Entanglement assisted communication complexity measured by distinguishability
Abstract
We investigate the quantum advantage that can arise in typical two-party communication scenarios, where the sender and the receiver are allowed to share prior correlations. Focusing on communication tasks constrained by the distinguishability of the sender's inputs, we demonstrate that entanglement-assisted communication with both classical and quantum message can outperform classical communication supplemented with shared randomness. We begin by developing a general framework for communication tasks with pre-shared correlations. Within this framework, we establish an equivalence among entanglement-assisted classical communication, entanglement-assisted quantum communication, and quantum communication, showing that no hierarchy exists between these three paradigms. We then investigate the scenario where the receiver has no input and prove that no advantage can arise in this case.

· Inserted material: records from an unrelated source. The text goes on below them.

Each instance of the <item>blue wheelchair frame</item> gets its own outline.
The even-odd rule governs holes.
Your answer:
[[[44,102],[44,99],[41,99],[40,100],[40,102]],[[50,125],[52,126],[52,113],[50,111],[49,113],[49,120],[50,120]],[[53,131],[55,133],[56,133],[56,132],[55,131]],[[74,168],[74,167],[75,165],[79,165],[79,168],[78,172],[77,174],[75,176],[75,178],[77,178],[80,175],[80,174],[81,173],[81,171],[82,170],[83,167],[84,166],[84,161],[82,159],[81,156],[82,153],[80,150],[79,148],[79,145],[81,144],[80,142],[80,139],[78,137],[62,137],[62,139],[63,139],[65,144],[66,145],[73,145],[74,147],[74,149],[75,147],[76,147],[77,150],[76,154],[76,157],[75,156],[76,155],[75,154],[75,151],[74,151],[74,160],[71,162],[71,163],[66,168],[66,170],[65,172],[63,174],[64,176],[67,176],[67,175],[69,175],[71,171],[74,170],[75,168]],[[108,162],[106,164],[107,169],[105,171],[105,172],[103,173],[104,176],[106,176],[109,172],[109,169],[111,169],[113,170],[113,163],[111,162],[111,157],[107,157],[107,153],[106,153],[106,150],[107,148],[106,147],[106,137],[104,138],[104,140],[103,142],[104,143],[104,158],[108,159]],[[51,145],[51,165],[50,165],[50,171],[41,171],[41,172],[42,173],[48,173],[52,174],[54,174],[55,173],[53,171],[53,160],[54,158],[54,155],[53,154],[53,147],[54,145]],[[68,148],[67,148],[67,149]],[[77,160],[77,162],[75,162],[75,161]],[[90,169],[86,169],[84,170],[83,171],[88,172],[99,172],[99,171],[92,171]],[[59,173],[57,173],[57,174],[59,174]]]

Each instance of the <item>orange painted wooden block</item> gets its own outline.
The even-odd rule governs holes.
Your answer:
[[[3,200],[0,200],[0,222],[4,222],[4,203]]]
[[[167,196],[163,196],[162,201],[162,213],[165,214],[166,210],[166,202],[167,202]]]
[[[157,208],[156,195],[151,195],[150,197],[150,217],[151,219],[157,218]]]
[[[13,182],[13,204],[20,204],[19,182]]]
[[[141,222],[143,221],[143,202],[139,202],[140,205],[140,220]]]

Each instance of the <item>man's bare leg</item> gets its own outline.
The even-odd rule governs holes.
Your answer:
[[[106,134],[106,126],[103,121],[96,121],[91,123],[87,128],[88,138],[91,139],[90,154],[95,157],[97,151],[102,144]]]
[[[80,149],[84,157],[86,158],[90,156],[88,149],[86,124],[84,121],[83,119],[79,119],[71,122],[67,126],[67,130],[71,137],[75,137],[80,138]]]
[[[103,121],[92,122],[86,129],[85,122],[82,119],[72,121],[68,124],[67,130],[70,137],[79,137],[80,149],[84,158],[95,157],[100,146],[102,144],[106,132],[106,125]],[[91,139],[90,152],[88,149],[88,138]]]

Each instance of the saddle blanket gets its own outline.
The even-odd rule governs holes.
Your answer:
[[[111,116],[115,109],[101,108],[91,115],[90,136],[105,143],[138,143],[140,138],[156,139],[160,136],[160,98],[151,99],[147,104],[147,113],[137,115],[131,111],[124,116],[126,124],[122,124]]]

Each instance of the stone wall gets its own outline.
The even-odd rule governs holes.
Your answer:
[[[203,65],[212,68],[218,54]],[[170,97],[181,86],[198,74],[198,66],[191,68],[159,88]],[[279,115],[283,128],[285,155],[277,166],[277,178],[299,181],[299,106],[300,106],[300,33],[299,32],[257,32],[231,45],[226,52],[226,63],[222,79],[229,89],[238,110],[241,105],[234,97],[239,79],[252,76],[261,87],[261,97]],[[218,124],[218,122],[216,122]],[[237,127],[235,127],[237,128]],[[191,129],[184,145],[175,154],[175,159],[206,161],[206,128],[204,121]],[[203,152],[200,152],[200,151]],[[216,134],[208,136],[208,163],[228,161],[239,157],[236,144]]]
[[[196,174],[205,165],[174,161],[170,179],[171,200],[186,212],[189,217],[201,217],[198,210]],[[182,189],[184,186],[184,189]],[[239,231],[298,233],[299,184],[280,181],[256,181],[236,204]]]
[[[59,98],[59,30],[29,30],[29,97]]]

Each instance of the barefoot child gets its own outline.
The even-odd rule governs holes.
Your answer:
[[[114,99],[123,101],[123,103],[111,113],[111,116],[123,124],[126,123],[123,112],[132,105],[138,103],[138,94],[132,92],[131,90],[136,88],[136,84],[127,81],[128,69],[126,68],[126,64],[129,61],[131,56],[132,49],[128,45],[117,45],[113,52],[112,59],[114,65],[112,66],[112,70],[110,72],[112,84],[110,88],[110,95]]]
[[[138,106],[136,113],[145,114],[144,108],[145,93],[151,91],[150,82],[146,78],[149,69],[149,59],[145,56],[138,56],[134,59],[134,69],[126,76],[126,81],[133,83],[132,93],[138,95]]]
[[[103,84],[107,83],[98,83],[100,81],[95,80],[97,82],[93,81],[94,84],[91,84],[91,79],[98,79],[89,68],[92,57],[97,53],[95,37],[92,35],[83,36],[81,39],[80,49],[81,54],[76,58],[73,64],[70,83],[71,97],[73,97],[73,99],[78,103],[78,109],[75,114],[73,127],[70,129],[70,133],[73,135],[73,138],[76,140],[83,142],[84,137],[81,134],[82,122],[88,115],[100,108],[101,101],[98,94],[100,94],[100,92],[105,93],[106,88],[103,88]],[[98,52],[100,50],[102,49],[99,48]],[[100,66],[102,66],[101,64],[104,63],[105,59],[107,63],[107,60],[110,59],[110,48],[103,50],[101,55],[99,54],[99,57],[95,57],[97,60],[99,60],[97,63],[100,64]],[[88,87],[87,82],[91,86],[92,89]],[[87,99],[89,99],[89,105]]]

However, an advantage in the entanglement-assisted setting emerges once additional constraints are imposed on the dimension of the communicated message. This further highlights the superiority of entanglement-assisted classical communication over standard quantum communication. Then we demonstrate several tasks where the entanglement-assisted protocol using one-bit communication proves to be advantageous over classical communication. Finally, by constructing an explicit class of communication tasks, we show that a non-maximally entangled states outperform the maximally entangled state as a pre-shared resource between the communicating parties.